HTTP Serving and Demo Visualization

Diffulex can run as an HTTP service and can be paired with the local demo visualization for interactive validation. This workflow is useful when you want to test request handling, server lifecycle, or a chat-style frontend without writing a custom client.

Start the Server

Start with conservative engine limits:

python -m diffulex.server \
  --model /path/to/LLaDA2.0-mini \
  --model-name llada2_mini \
  --decoding-strategy multi_bd \
  --sampling-mode naive \
  --tensor-parallel-size 1 \
  --data-parallel-size 1 \
  --max-model-len 4096 \
  --max-num-batched-tokens 4096 \
  --max-num-reqs 1 \
  --block-size 32 \
  --buffer-size 1 \
  --page-size 32 \
  --host 0.0.0.0 \
  --port 8000

The launch command starts a backend worker and an HTTP frontend. The backend owns the Diffulex engine.
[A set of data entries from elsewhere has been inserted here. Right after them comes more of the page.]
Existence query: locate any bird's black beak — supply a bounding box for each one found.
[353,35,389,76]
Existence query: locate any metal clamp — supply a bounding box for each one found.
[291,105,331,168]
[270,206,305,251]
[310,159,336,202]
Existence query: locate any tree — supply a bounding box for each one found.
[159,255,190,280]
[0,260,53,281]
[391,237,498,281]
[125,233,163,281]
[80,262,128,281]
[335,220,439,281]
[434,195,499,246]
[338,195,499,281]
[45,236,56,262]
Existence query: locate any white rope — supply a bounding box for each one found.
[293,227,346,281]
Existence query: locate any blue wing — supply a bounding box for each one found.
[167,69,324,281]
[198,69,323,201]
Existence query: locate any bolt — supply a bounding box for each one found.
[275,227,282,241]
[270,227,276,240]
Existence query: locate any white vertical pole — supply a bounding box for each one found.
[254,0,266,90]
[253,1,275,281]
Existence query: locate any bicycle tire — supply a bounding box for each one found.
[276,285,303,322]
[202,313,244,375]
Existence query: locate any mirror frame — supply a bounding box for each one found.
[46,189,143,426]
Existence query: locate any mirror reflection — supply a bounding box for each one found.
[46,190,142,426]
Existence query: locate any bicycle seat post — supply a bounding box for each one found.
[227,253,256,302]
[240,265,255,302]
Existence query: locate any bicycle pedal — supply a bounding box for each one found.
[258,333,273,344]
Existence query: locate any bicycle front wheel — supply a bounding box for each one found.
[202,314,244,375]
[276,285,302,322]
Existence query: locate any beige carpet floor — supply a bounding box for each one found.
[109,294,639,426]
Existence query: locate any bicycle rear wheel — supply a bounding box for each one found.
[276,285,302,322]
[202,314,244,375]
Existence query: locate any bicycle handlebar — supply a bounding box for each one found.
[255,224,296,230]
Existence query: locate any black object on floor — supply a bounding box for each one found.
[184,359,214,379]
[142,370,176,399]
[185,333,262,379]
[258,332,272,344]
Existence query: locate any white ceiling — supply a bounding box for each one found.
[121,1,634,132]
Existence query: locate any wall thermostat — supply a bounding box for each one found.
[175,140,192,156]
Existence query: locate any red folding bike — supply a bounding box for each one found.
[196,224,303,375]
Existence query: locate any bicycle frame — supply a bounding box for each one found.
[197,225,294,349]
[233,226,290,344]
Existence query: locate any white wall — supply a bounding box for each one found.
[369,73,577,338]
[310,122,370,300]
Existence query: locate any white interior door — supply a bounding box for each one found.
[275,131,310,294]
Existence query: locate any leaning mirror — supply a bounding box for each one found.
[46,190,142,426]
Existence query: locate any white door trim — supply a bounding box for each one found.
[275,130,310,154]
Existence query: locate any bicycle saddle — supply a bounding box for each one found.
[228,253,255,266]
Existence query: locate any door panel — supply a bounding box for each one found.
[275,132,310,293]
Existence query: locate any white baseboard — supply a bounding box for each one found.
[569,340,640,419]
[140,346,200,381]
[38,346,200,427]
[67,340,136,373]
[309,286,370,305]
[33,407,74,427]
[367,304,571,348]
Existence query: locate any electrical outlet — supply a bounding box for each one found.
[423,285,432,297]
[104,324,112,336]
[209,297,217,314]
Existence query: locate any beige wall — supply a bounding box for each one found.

The frontend communicates with it over ZMQ addresses that are generated automatically unless provided with explicit flags.

Choose Runtime Settings

During debugging, prefer predictable behavior:

Flag

Suggested setting

Why

--enforce-eager

Add it while validating a new model or strategy.

Disables CUDA Graph capture so failures are easier to localize.

--max-num-reqs

Start with a small value.

Keeps request state and memory pressure low during startup checks.

--tensor-parallel-size, --data-parallel-size

Start with 1 for both.

Separates serving and model compatibility issues from distributed topology issues.

--device-ids

Set it when only selected GPUs should be visible to the server.

Makes device selection explicit for local validation.

For throughput checks, remove --enforce-eager and increase request and token limits gradually.

Start the Demo Visualization

After the server reports that it is ready, start the sample visualization demo:

streamlit run examples/streamlit_block_append_chat.py -- --base-url http://localhost:8000

The demo talks to the server API. It is intended for local validation and video capture, not as a production UI.

Basic Health Checks

If the client cannot connect:

  1. Confirm the server process is still running.

  2. Confirm the client --base-url matches the server host and port.

  3. Check the server log for backend startup failures.

  4. Reduce model and batch limits if the backend exits during load.

If generation starts but stalls, check GPU memory, request limits, and decoding strategy settings before changing the frontend.

When to Use This Workflow

Use HTTP serving for integration tests, demos, and interactive validation. Use offline Diffulex.generate when you only need local batched inference. Use diffulex_bench when you need dataset metrics and reproducible evaluation artifacts.